Had I fancied her? Jesus, who was I trying to kid? Of course I had. More than once, in fact. The first time had been when I was four and was dragged against my will to Northcote Road Primary School to see my brother Matt playing Joseph in the nativity play. Anita was his Mary, and I liked the way she smiled. She delivered her lines nicely, too. I committed two of them to memory, and used to repeat them to myself every once in a while for the sheer pleasure of the sounds: “Come, Joseph. I am close to my time and we must reach Bethlehem before our baby is born” and “I thank you for your gifts and for your great kindness.”

But that was just a childhood infatuation. The year after she stabbed Kenny — the year she turned sixteen — Anita was the most beautiful thing that had ever walked on two legs. And she’d saved my life! So naturally I was besotted with her to the point of insomnia, and used her as the raw material for a thousand fantasies ranging from the sloppily romantic to the baldly pornographic.

It didn’t help, though. She’d completed her metamorphosis by that time: she was all grown up and I was a kid. The yawning chasm of two years was way too wide to vault across — at least in that direction: if I’d been older than her it would have been a different story. She dated one of the boys who loaded the vans at Hannah’s pie bakery in Arthur Street: a guy named Alan, who was eighteen and had all the advantages of a job, a car and a total absence of acne. I hated him and wished harm on him, even though he’d once given me a quid to put a bet on for him at Coral’s.

But that passed. It always does. You learn to scale your desire to things within your scope, when you’re fourteen. Or at least you learn to distinguish between desires you can hope to satisfy and ones that are just between yourself, your conscience, and the box of tissues on your bedside table.

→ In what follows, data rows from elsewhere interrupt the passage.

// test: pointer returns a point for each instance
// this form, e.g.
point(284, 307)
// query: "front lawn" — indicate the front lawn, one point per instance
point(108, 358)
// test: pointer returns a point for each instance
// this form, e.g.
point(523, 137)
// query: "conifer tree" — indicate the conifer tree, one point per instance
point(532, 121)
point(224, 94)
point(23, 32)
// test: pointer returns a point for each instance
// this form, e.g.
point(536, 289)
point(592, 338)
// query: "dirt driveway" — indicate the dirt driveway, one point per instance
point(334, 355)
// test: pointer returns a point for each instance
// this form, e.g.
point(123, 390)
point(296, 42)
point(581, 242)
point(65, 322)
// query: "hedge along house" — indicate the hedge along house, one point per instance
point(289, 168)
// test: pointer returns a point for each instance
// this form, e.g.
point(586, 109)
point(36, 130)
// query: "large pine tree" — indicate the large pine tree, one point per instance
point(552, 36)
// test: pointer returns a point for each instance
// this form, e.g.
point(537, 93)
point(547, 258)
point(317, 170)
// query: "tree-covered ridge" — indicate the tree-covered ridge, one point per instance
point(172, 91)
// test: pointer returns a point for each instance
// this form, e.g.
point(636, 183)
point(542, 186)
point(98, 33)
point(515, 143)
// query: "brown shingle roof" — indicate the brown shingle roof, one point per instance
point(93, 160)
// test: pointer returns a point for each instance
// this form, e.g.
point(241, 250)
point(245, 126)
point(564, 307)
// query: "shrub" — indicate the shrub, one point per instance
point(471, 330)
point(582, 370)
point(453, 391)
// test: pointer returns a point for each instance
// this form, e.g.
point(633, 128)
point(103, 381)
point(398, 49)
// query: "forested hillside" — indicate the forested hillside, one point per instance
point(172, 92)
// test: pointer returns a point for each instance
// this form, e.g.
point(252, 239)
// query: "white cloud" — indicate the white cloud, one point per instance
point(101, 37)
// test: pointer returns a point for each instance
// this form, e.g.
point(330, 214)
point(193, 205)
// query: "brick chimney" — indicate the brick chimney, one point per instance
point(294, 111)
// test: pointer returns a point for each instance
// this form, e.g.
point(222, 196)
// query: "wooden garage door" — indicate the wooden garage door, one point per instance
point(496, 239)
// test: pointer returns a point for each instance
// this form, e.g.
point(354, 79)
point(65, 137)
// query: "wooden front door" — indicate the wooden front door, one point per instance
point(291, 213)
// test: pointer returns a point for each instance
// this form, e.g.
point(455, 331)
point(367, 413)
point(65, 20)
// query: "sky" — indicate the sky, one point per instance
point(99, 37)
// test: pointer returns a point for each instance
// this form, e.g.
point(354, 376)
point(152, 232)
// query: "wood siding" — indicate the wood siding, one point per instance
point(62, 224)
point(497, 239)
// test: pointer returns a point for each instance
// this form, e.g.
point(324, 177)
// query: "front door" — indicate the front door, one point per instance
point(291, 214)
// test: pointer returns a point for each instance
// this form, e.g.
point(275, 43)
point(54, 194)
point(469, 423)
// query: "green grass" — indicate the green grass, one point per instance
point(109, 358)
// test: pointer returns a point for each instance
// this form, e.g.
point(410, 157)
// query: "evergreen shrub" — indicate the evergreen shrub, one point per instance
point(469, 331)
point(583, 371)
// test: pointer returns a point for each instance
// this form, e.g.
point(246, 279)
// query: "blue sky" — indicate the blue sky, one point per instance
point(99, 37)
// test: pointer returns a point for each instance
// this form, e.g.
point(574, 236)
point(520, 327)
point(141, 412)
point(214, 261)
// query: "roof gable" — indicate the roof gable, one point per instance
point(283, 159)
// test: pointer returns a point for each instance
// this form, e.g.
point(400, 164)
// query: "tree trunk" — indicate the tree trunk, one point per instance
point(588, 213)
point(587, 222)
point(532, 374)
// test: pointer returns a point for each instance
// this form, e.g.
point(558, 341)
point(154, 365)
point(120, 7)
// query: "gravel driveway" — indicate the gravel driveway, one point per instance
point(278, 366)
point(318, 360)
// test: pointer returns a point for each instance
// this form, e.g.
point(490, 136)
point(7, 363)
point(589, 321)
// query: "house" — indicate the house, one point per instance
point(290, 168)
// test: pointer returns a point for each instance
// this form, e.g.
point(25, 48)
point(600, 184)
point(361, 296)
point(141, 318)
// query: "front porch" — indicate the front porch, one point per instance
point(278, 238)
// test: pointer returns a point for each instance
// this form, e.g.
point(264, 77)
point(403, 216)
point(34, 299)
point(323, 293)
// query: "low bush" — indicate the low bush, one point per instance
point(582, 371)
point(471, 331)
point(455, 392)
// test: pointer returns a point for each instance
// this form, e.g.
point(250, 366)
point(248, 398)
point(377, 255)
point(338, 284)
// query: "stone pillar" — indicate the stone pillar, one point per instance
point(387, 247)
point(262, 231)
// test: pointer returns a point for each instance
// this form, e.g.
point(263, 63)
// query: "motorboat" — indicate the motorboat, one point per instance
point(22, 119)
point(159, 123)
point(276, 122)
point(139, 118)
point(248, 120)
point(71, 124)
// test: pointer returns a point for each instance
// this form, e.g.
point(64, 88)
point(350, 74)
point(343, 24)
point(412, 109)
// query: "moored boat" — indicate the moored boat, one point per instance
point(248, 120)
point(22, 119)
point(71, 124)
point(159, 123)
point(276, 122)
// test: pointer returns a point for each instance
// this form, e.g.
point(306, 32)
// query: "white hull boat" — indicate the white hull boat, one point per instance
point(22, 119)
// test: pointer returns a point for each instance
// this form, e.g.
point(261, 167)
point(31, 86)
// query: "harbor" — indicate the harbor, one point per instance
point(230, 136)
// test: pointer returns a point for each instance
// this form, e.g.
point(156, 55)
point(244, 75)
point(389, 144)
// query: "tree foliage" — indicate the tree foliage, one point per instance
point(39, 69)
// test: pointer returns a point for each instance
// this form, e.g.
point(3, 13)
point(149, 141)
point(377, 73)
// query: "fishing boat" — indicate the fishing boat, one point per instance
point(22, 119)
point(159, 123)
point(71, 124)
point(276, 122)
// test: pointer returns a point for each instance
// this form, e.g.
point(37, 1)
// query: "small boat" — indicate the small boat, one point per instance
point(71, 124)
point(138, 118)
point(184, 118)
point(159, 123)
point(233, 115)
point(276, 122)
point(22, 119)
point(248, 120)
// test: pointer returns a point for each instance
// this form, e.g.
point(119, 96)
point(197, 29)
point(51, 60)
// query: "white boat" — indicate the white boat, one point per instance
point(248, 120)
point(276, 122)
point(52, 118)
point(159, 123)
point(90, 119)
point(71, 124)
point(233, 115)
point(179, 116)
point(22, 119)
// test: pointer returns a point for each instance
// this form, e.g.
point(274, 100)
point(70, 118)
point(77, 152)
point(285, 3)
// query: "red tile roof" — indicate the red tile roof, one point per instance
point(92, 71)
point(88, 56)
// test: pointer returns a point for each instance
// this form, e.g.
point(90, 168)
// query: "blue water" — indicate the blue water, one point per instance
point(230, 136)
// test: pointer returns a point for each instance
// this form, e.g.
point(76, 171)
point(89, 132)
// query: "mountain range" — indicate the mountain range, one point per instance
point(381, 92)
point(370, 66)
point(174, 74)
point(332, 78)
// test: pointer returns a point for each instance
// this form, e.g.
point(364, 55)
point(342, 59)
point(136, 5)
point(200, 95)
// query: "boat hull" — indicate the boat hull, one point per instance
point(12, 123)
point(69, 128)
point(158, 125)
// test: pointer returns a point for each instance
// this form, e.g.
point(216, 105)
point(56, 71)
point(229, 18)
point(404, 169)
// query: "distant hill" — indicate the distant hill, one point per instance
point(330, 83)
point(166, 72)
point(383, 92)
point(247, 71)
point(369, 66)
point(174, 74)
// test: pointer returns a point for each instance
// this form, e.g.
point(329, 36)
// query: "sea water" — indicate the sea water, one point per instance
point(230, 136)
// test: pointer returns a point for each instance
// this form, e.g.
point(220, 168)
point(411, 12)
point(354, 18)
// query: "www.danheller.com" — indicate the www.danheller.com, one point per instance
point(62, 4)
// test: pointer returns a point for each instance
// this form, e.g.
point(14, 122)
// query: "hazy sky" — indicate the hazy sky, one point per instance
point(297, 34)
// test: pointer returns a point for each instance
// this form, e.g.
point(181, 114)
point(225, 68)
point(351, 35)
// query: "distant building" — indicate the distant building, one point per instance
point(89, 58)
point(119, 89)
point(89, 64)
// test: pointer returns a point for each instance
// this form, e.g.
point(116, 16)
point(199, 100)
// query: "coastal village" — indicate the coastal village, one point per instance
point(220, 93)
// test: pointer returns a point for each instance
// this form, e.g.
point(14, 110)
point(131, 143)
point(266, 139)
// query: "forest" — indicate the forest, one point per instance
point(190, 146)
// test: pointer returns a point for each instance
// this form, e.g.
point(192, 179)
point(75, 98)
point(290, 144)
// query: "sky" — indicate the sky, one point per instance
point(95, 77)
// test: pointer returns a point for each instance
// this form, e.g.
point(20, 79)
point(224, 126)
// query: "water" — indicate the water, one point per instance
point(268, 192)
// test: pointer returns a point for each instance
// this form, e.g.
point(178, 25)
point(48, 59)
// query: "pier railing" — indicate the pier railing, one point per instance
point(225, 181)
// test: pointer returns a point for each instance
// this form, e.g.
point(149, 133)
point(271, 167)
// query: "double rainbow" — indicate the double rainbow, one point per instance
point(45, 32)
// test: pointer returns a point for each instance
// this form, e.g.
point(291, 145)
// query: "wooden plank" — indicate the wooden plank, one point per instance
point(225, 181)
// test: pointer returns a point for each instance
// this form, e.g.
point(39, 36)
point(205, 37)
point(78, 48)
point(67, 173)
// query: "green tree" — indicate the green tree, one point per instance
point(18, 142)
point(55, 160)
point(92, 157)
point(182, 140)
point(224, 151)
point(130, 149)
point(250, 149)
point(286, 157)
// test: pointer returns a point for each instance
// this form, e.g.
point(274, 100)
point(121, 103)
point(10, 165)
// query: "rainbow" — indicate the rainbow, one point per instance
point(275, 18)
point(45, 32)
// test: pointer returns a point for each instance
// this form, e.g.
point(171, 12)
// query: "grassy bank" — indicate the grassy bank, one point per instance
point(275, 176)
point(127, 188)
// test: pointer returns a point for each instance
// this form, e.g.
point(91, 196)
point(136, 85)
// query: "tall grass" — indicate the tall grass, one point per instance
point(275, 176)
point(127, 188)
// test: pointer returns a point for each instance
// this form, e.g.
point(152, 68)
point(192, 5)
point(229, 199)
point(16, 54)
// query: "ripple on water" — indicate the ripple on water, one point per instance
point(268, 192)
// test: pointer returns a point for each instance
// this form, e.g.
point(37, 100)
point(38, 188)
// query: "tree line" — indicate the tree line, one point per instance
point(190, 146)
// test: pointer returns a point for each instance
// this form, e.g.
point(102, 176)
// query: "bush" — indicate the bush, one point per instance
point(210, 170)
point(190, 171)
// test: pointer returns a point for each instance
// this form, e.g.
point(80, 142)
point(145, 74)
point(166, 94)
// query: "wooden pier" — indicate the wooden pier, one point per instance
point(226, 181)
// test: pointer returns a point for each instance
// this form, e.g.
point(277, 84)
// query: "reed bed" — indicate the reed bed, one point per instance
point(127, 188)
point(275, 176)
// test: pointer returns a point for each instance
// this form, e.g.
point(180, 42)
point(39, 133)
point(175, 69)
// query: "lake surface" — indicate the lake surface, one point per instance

By the time I finally lost my virginity — to Carole Aubrey in the car park of the Red Pepper Club on Rice Lane — I wasn’t even fantasising about Anita on a regular basis. The top slots were filled with movie actresses and female vocalists, interspersed with a few comic-book characters who really belonged to an earlier stage of my adolescence.

But I still saw Anita around, because Walton was a small place. Too small for her, I thought. I always expected her to leave, because it seemed to me at that time that leaving was the prerequisite for having any kind of a life.

And we were still friends, in the way that people who’ve collected frogspawn and played knock-down-ginger and climbed on factory roofs together will tend to stay friends. I bought her the occasional drink at the Breeze or the Prince Arthur, and we’d share family news. She’d ask how Matt was getting on at the seminary, and I’d lie because I didn’t really know. And I’d pretend to take an interest when she told me about Dick-Breath’s progress at the Prudential, from doorstep insurance salesman to team manager and all-round messiah.

Once — only once — I made a pass. It was New Year’s Eve, when you can get away with a lot of indiscriminate kissing: the general rule being that you took it as far as you could and had a plausible get-out clause if the lady objected. I swung into the Breeze with a couple of mates ten minutes before the towel went up, hog-whimpering drunk, kissed my way down the length of the bar — maidens and matrons and all — until I got to Anita who was standing in the corner watching her cousin feed the one-armed bandit.